Gavin crossed his arms over his chest. “Did he say anything else?”

“That he was flattered I was jealous, but he’d have to be more than a bipolar addict to date you because you’re too much for him to handle.”

Gavin snorted because that sounded like Axel, but his amusement faded quickly and he looked away. “Yeah, well, most people feel that way about me.”

“Not me.” CJ came close. “And I’m about as far from perfect as you can get.”

“You seem pretty perfect to me.”

CJ held his gaze, his own softer now as he shook his head. “You look at me with rose-colored glasses, you always have.”

“Maybe that’s because I have no idea what attracts you to me.” Gavin spread his arms. “I’ve got literally nothing to offer you. I feel like I get so much from you, and I can’t begin to return the favor.”

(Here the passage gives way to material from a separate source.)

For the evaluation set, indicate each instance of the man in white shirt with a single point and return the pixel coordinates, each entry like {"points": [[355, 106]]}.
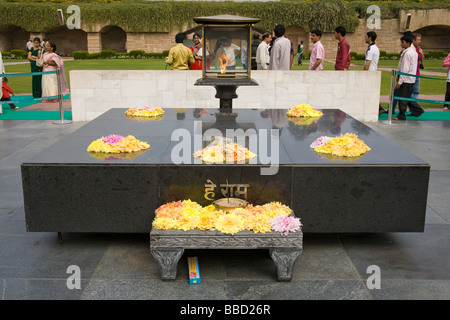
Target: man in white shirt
{"points": [[372, 52], [318, 52], [280, 54], [262, 53], [405, 83], [372, 57], [2, 70]]}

CJ stepped closer and took his hand. “For a long time, I’ve been nothing but the job. I need to be more than that. When I’m with you, I am. And I like that person. You asked why I never found the One. It was because it’s you, Gavin. It’s been you all along. You were right. You’ve done nothing wrong. I got scared, and I’m sorry. I’ve wanted to say this to you every day since, but I didn’t know how.”

Gavin felt a rush of something inside him, a mix of relief and hope. “Seems you said it just fine.”

“I love that you’re dedicated to being the best you that you can be. I’m in awe of that.”

“That’s not all I’m dedicated to,” Gavin said in a lighter, more playful tone.

CJ smiled. “The last time you were that dedicated was in my shower a few weeks back, and you bruised your knees.”

“My knees are as tough as the rest of me,” Gavin assured him. “And while I love where you’re going with this, it’s not what I meant.” He drew in a shaky breath. “I’m dedicated to you,” he said. “You once accused me of simply surviving and not really living, and you were right. When I came to Wildstone, I didn’t think I was good enough for the people I loved. That in fact, I hurt them just by being who I was. My parents. Arik. My sisters. You,” he said. “It made me keep myself emotionally distanced. And it’s an easy step from there to not feel connected enough to care. But there’s something about you that blasts away my walls and burrows in. I love you, CJ, I always have. It just took me longer than most to believe in myself enough for this. For us.” He tugged CJ in, intending to lay a long, soul-searching kiss on him that would hopefully lead to the rest of their lives, but CJ put a hand to his chest to stop him.

Gavin’s heart tripped. “What?”

“I brought food.”

Gavin nearly collapsed in relief. “The way to my heart.”

“It’s the makings for tacos.”

Gavin felt the last little pieces of himself fall into place. “A love story in five words.”